We use a front attaching harness on Cody called "Walk Your Dog With Love". I really like it because each size fits a wide range. It also is easier on for us and the front attachment actually is not flush with their chest. It's on a piece of webbingthat extends. We also have the sensation harnesses which we use sometimes for the girls, but my fave is the WYDWL www.walkyourdogwithlove.com


----------



## CAROLINA MOM

I'm using the Easy Walk Harness on both of my goldens, the exact same color in fact.
It's working out great without any problems.


----------



## FlyingQuizini

If upside down works, go for it.
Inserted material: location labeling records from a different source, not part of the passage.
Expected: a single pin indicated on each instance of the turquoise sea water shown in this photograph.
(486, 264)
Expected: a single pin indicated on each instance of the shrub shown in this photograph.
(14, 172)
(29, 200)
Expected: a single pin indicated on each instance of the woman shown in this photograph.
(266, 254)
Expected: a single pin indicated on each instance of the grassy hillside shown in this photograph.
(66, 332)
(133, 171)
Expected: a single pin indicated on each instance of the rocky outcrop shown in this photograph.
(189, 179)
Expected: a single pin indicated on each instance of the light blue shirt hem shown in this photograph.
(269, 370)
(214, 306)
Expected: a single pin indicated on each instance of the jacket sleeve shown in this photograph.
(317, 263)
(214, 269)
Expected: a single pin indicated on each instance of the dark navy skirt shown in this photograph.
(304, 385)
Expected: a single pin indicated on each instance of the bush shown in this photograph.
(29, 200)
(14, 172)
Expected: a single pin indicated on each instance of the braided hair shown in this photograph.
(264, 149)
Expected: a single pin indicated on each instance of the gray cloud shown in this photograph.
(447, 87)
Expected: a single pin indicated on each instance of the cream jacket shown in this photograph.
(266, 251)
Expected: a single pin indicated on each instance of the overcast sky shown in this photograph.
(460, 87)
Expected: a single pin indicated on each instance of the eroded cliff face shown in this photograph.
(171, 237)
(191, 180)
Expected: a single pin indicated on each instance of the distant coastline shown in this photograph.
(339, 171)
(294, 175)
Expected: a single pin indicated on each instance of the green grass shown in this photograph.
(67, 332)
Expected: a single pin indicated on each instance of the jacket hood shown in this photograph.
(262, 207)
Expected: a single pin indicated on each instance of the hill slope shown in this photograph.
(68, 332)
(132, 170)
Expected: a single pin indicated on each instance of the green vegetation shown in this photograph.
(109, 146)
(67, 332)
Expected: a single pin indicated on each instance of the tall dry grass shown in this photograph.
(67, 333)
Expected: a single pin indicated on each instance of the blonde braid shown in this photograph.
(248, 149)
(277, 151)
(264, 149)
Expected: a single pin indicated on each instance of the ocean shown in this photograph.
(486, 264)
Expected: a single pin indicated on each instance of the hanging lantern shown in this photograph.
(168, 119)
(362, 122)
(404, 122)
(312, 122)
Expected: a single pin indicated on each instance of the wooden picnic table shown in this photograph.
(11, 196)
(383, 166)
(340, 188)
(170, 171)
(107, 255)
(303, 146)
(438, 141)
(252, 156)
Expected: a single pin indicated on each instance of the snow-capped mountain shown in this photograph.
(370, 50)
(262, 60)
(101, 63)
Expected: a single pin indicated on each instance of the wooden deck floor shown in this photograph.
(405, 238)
I will add, though, that if on the "right" way, remember that there are four points that can be adjusted and adjusting each one affects how it fits everywhere else. Sometimes it's just a matter of hitting the right adjustment.


----------



## mylissyk

Take a look at this video of the Walk Your Dog with Love harness, notice how the strap interferes with the front leg, and right at end of the video when the dog stops the strap even forces the front leg to raise and stick straight out. I found that the Easy Walk Harness also does that, and I don't like the way it interferes with the front legs.

Betty, does it fit that way on Cody?


----------



## mylissyk

jackie_hubert said:


> A couple of months ago I made a little video of how the easy-walk harness works for someone at work. I've cut it down to only the beginning as you can see how it fits on.
> 
> I think you're having a problem because it's too big. I just looked and we actually have the M/L, not the L, and the M/L is just barely small enough for him. Maybe you can return it and find the M/L? Or just use it upside down, works too.
> 
> YouTube - Cosmo Harness


You're video is private, so we can't view it.


----------



## Penny & Maggie's Mom

No, his fits great, with no interference with the front legs or rubbing. It stays taut all the time.


----------



## Bkhollan

I use the easy walk harness as well. Bella always was easy to walk. I started her off with a 5 or 6 feet leash, but eventually switched to a 16 ft retractable leash once she learned how to go on walks without pulling at all. 

I only switched to the retractable leash because I run with her and she was getting the leash under her front legs once in a while when I would slow down going up a hill. I just found it easier for me. Plus she likes to make a quick dash to the edge of the sidewalk or road to grab a few pieces of grass to eat while we run.


----------